Supreme Court rule on triple talaq validity on Tuesday
New Delhi: The Supreme Court will pronounce its verdict on Tuesday on the constitutional validity of the “triple talaq” form of divorce among Muslims practised as part of their personal law.
A five-judge bench with judges from five religions, Chief Justice J.S. Khehar (Sikh), Justices Kurian Joseph (Christian), Rohinton Nariman (Parsi); Uday Lalit (Hindu) and S.A. Abdul Nazeer (Muslim), will rule on whether the court can tinker with Muslim personal law.
It must be noted that at the end of arguments on “triple talaq”, the All India Muslim Personal Law Board had submitted a draft “nikhanama” (marriage agreement) that will include a clause that the bridegroom will not resort to the instant “triple talaq” to seek divorce. The board said a resolution to this effect had been passed and sent to all kazis in the country.

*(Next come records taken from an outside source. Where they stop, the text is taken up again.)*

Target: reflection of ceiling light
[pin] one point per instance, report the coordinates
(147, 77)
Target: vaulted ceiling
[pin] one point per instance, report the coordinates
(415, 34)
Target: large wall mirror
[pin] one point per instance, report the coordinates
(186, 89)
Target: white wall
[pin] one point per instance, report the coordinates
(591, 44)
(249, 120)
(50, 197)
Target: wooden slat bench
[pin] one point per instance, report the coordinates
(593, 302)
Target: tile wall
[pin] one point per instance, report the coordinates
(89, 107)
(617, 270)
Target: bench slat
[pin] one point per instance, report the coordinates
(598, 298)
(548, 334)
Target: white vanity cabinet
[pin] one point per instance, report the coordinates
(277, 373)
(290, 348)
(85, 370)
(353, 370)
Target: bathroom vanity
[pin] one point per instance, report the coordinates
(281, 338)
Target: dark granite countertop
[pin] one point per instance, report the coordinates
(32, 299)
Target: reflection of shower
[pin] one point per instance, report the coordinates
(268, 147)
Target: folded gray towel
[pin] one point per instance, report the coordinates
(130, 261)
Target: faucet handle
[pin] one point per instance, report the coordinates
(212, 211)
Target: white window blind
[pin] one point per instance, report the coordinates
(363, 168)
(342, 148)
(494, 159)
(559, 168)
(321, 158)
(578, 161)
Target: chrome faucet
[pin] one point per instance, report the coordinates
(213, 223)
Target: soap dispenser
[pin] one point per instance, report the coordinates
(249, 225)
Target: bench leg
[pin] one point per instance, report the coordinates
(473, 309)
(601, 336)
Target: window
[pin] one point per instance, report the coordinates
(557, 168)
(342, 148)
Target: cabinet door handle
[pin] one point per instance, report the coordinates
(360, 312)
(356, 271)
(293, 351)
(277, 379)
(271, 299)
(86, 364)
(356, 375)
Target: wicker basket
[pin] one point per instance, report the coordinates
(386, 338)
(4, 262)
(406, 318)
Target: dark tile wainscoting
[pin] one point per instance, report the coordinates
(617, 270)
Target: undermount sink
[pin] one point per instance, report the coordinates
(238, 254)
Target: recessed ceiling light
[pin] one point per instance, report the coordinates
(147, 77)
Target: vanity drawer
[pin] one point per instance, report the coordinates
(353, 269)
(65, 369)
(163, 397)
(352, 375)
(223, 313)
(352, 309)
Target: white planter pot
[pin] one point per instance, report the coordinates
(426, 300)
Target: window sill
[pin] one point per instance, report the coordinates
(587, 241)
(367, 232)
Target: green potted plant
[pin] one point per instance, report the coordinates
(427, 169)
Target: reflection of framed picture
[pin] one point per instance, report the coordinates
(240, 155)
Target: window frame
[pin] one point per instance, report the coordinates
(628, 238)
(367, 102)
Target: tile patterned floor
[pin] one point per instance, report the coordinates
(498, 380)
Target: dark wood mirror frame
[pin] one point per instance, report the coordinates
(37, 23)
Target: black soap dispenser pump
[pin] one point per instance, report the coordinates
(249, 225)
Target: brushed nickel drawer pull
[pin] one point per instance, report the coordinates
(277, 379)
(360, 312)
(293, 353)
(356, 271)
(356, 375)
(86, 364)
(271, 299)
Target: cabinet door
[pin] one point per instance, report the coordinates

The bench held sittings in the summer vacation to decide the validity of “triple talaq” on a bunch of petitions filed by Muslim Women’s Quest for Equality and others, and the hearing was completed in six days. The petitioners questioned the validity of triple talaq and argued that it infringed with Muslim women’s fundamental right to equality before the law, while several Muslim countries had banned such a practice.
The board had asserted triple talaq may be sinful but it is a practice in existence for 1,400 years. “We don’t want the court to enter into a slippery slope. The court should not venture into the area and interpret something, which is not in its domain. Personal law, customs and faith cannot be tested under the garb of fundamental rights,” the board had said. Through its senior counsel Kapil Sibal, it had cautioned the court not to rule on this issue as it could lead to a backlash in the Muslim community, which might see its rights as being infringed upon and therefore resort to supporting practices like polygamy and oral divorce.

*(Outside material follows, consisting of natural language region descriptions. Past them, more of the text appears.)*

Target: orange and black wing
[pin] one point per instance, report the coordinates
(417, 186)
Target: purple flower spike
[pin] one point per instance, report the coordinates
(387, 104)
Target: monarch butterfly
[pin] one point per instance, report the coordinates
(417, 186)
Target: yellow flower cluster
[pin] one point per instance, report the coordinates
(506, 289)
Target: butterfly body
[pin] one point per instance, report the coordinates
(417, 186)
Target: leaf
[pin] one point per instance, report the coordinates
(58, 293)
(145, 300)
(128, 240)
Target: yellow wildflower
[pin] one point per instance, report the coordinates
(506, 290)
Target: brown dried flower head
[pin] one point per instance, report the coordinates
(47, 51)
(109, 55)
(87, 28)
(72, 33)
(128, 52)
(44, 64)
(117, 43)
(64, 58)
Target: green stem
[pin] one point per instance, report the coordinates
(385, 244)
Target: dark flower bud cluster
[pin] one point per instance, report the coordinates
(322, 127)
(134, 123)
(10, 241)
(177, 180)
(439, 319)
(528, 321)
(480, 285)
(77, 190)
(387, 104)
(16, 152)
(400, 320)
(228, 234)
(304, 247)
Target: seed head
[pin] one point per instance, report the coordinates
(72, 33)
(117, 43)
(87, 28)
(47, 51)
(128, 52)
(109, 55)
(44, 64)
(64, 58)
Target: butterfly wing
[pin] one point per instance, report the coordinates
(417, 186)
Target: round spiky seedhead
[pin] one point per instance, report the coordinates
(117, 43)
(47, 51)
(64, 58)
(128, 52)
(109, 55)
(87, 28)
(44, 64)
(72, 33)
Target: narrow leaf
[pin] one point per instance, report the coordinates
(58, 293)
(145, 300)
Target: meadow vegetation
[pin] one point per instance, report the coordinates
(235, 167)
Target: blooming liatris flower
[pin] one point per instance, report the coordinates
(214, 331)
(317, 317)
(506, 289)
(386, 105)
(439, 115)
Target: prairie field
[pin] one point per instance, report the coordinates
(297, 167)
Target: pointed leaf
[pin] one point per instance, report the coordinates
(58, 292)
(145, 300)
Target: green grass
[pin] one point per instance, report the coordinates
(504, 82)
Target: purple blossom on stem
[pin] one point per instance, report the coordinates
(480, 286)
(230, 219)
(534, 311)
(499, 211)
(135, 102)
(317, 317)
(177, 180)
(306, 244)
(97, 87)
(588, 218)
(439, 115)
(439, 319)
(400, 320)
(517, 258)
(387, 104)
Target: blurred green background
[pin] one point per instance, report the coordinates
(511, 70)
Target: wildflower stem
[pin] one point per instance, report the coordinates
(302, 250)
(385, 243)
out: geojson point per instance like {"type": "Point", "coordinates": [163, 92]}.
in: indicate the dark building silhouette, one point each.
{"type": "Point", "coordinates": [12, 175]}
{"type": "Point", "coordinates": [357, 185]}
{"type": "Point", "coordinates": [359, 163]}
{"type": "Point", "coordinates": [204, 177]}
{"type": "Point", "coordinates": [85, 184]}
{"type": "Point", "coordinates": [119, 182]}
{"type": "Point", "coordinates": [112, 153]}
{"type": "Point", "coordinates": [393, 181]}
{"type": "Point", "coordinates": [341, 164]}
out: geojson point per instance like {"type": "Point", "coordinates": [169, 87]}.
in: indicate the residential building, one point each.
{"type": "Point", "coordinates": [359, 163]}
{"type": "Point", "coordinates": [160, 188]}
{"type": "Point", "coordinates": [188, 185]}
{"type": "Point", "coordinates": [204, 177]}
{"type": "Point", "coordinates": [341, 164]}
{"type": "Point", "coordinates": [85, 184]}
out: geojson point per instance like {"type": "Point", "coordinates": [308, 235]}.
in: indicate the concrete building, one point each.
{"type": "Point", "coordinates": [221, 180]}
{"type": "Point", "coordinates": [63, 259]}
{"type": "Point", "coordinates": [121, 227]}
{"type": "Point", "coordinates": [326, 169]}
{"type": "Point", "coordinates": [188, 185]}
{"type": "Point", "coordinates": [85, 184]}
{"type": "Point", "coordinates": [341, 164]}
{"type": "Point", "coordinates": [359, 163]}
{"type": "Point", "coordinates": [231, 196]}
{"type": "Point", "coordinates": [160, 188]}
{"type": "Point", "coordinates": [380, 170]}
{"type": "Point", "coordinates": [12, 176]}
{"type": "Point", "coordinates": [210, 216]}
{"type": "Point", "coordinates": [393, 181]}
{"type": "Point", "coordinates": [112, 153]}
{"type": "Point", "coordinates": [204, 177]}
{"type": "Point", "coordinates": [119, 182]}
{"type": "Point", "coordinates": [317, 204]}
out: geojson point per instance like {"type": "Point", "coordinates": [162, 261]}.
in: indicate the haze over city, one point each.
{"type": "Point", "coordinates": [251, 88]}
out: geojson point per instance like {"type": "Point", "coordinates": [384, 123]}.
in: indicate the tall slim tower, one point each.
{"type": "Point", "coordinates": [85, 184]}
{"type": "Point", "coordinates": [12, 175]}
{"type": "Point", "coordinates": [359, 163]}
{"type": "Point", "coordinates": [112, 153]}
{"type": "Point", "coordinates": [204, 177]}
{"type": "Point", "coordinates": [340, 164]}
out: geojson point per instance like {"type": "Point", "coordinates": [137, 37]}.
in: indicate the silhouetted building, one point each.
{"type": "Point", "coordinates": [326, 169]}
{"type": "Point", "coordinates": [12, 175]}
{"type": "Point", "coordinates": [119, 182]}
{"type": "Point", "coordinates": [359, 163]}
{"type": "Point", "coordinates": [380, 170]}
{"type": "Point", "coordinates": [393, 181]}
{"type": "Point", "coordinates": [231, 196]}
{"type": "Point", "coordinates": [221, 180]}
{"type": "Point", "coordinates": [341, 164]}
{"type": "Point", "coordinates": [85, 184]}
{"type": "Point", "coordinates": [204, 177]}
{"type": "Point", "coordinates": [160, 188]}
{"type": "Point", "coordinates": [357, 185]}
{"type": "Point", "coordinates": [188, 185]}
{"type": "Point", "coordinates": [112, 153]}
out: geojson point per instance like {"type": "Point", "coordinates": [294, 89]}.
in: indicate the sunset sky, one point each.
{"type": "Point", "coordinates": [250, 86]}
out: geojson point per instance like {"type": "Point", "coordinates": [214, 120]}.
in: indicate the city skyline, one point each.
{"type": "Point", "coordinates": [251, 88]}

Then attorney-general Mukul Rohatgi, appearing for the Centre, had asserted the “triple talaq” issue should not be seen as discrimination between the majority and minority communities or the majority forcing its views on the minority. He said: “It is a tussle between haves and have-nots within the system. It is a intra-community struggle between men and women as men are more resourceful and educated.” The Centre argued that it was the court’s duty to step in and put a final end to this practice, which was not an integral part of religion.